If passed, this proposal would implement the following changes:

  • Staking with FOX/ETH Uniswap V2 LP Tokens: In addition to FOX tokens on ARB, rfox/ThorFOX as a program would technically be accept FOX/ETH Uniswap V2 LP tokens.
  • Implied Lower Rewards for FOX Single-Sided Staking: Instead of 100% of the 25% affiliate fees being distributed to FOX token stakers on Arbitrum, FOX<>WETH LP token stakers would also be eligible for the pro-rata monthly distribution (to be determined later).

Benefits:

  • Multichain Yield: Incentivize liquidity with RUNE, a different chain’s native token.
  • Evergreen Contract: Once proven on Arbitrum, this model may replace the FOX Farm Rewards contract on mainnet.
  • Enhanced Liquidity: Accepting FOX/ETH Uniswap V2 LP tokens for staking will improve liquidity.
  • Stronger Alignment with THORChain: This update reinforces the DAO’s commitment to the THORChain ecosystem.
  • Increased Flexibility for Stakers: More options for earning yield.

Drawbacks:

  • Engineering Work: This update will require effort from the engineering and product teams to implement and maintain.
  • Complexity in Yield Distribution: Determining how to distribute affiliate fees among different types of staked tokens may add complexity.
  • Less Rewards for Single-Sided Staking of FOX: Currently, 100% of the total rewards are distributed to single-sided stakers of FOX tokens.
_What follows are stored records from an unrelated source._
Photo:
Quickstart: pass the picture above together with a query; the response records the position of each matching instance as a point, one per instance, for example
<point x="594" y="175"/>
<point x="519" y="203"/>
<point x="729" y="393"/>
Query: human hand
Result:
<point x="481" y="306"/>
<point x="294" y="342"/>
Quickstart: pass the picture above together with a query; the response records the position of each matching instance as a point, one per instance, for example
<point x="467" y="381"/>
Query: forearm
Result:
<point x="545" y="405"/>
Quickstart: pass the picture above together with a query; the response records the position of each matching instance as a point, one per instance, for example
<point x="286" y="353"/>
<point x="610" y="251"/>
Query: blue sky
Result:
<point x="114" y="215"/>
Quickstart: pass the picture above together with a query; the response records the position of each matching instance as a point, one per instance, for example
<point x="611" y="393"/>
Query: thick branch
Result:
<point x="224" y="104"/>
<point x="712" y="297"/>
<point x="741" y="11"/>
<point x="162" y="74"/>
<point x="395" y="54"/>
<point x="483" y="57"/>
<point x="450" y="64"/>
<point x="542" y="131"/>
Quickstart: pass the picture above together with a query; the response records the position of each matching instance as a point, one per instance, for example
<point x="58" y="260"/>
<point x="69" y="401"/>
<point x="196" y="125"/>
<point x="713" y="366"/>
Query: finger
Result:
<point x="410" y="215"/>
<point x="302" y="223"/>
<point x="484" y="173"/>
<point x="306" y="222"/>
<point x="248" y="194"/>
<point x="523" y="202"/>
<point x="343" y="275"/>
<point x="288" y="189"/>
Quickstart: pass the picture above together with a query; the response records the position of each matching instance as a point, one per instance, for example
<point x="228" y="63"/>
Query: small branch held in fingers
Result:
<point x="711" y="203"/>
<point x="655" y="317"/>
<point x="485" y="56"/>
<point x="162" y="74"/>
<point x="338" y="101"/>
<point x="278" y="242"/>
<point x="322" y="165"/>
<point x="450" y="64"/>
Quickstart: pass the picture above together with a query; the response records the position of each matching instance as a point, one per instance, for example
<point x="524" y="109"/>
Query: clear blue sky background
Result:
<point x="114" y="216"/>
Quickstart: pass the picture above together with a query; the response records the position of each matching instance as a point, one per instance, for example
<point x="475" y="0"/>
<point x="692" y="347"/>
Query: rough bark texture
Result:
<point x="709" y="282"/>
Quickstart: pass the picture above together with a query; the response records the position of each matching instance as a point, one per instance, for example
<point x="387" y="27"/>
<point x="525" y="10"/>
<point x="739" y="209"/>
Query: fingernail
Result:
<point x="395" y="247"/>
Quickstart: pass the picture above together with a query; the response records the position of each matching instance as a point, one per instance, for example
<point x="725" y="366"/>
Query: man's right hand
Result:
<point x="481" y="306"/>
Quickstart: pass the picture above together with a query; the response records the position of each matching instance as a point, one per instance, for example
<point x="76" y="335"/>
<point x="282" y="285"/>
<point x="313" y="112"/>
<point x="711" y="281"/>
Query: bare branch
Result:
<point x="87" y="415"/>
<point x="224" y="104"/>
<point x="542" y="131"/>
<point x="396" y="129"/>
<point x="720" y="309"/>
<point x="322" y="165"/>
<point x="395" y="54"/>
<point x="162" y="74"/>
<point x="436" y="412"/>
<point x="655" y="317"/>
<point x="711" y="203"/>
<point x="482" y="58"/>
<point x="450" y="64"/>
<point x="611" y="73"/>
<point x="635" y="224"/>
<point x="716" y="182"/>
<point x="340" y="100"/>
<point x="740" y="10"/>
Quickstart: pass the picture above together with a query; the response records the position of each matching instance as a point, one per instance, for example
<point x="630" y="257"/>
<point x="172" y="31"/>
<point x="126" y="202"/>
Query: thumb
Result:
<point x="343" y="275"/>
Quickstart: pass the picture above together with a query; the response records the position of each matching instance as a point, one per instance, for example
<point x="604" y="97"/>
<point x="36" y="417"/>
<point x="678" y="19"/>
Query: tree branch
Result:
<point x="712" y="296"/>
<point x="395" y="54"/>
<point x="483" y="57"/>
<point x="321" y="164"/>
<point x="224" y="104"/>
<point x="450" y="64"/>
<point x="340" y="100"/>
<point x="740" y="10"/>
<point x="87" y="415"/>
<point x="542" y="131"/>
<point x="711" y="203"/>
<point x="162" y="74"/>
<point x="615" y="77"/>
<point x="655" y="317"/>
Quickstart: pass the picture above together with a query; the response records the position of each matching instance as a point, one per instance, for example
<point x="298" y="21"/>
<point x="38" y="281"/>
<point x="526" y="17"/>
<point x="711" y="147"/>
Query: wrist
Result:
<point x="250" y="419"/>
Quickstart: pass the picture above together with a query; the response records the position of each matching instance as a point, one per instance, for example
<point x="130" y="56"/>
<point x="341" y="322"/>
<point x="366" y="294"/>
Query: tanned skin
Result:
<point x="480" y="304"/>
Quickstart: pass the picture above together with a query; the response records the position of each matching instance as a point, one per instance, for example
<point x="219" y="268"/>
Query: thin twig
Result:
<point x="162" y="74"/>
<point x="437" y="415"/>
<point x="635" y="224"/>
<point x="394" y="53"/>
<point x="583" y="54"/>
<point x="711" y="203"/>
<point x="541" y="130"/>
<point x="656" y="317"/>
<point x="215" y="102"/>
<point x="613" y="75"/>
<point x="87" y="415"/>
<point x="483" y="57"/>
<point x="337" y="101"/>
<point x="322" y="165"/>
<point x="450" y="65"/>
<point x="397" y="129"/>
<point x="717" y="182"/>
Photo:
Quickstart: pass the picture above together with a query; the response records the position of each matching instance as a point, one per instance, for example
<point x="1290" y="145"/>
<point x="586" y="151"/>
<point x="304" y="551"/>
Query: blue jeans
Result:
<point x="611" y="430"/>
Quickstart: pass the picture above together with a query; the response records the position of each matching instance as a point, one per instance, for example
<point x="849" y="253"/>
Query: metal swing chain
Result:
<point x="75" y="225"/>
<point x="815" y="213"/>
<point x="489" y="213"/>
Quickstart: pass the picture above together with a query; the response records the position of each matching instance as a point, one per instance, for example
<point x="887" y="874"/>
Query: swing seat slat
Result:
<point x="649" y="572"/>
This would decrease that percentage.

Vote:

  • For: Enact the proposed changes to accept FOX/ETH Uniswap V2 LP tokens for staking as a separate genesis bucket.
  • For with Changes: Support the proposal with modifications to be discussed in the forum or elsewhere.
  • Against: No changes will be made to the current tokenomics.

Let me know if there are any further adjustments needed!